A Dylan Cover a Day: Sweetheart like You

By Tony Attwood

The problem with covers is that the more distinctive the song, the more difficult it is to retain the essence of the song and yet make a new version that says and offers something different.

The opening chord sequence of Sweetheart Like, and that descending bass movement which turns up repeatedly in the song, makes making a difference very difficult.  Keep it in, and there’s not much room to change the song.  Leave it out, and you’ve lost the song.

Steve Gibbons tries his best with occasional moves into declaiming the lyrics rather than singing them, with the emphasis then on the pain of the break up.   But for me the lead guitar part that pops up at the end of each line makes it all seem too artificial.

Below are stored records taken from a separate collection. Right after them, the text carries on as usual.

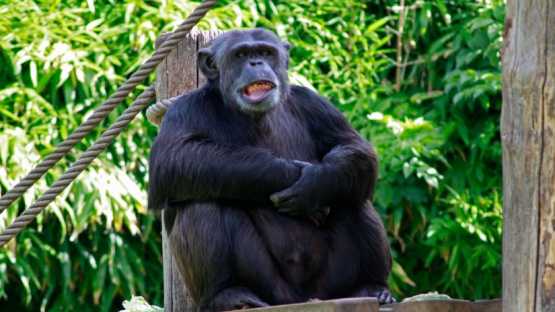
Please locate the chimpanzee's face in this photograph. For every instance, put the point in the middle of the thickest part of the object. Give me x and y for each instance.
(250, 67)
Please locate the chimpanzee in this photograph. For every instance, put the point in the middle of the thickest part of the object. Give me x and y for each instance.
(265, 186)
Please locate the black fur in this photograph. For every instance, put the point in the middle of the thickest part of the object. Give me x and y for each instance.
(269, 206)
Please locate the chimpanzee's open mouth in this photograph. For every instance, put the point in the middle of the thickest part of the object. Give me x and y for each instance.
(257, 90)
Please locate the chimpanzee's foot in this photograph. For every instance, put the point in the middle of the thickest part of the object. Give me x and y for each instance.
(381, 293)
(235, 298)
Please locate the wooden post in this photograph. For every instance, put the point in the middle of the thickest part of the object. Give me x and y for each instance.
(177, 74)
(527, 132)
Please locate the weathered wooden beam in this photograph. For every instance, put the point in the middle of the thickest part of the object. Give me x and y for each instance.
(177, 74)
(527, 132)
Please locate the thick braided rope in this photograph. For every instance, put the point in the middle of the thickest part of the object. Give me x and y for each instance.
(100, 113)
(156, 112)
(76, 168)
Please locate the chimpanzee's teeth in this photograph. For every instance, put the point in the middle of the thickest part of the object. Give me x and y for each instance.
(258, 86)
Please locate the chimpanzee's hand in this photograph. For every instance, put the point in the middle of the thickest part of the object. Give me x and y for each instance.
(308, 196)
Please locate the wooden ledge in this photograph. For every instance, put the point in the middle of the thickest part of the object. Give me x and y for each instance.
(338, 305)
(371, 305)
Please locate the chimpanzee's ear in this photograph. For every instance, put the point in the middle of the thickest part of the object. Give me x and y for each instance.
(207, 65)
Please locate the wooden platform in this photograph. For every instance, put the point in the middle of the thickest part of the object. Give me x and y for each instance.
(371, 305)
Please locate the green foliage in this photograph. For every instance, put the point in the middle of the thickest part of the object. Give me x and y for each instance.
(430, 105)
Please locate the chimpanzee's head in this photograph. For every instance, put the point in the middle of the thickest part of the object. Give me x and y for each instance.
(249, 67)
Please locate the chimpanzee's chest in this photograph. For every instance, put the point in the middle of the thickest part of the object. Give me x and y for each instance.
(287, 137)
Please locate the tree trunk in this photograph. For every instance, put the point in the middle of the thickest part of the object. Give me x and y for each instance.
(527, 131)
(178, 74)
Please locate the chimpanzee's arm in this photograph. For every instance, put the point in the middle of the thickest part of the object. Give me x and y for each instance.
(348, 170)
(185, 164)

Chrissie Hynde is an expert at re-working Dylan, and here again it seems she has managed to combine the essence of the song with her own occasionally hesitant interpretation.   Suddenly I’ve lost my memory of Dylan’s original and am treating the song as something new, something to be focussed on afresh.   This is how it should be done.  I’m not 100% sure of the instrumental verse at the end with the … what is it – an organ, a flute, a synth… picking out the melody.   But one can always stop listening and go back to the start.

World Party

World Party (ie Karl Wallinger) keeps the solid emphasis on the chord sequence, and it takes him a moment to establish himself, but once there it flows beautifully.   I would have taken the bass down quite a lot in the final mix, and maybe, just maybe asked Jimmy to lay off the tendency to edge towards histrionics, but these are thoughts depending on one interprets the lyrics.  Is it regret?  Is it sadness?  Is it a desperate attempt to get her out?   Yes, how you sing it all depends how you feel it.

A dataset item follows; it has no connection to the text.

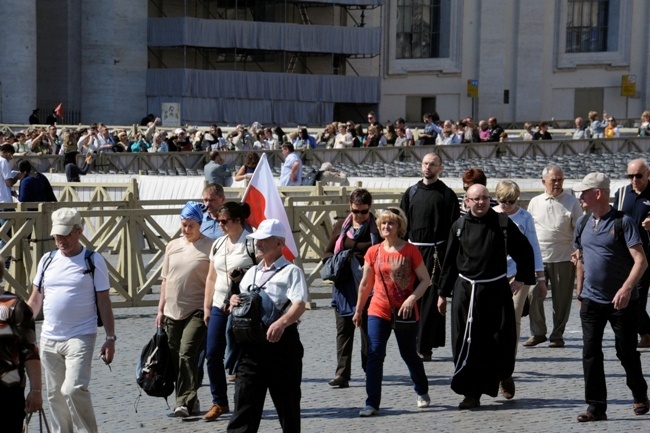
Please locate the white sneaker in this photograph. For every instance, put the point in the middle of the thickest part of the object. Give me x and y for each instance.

Listening next to Jimmy LaFave is something of a relief at least for me since here we seem to have a much greater understanding of the lyrics.   He was the first recipient of the Restless Spirit Award, which I always thought was very appropriate – especially when one hears a recording like this.

Judy Collins

I am not sure why someone with such a perfect voice as Judy Collins would ever waste even half a second in a song by speaking the lyrics rather than singing them, but even with her singing 60% of a song is generally worth more than other artists singing 100%.  Every ounce of the plaintiveness of the song is still there, and one can always imagine that after the idea of the spoken lines was put on the song the musical director was quietly led away and allowed to direct no more.  But no matter what, it is still beautiful and gets every ounce out of the song that there is to be got.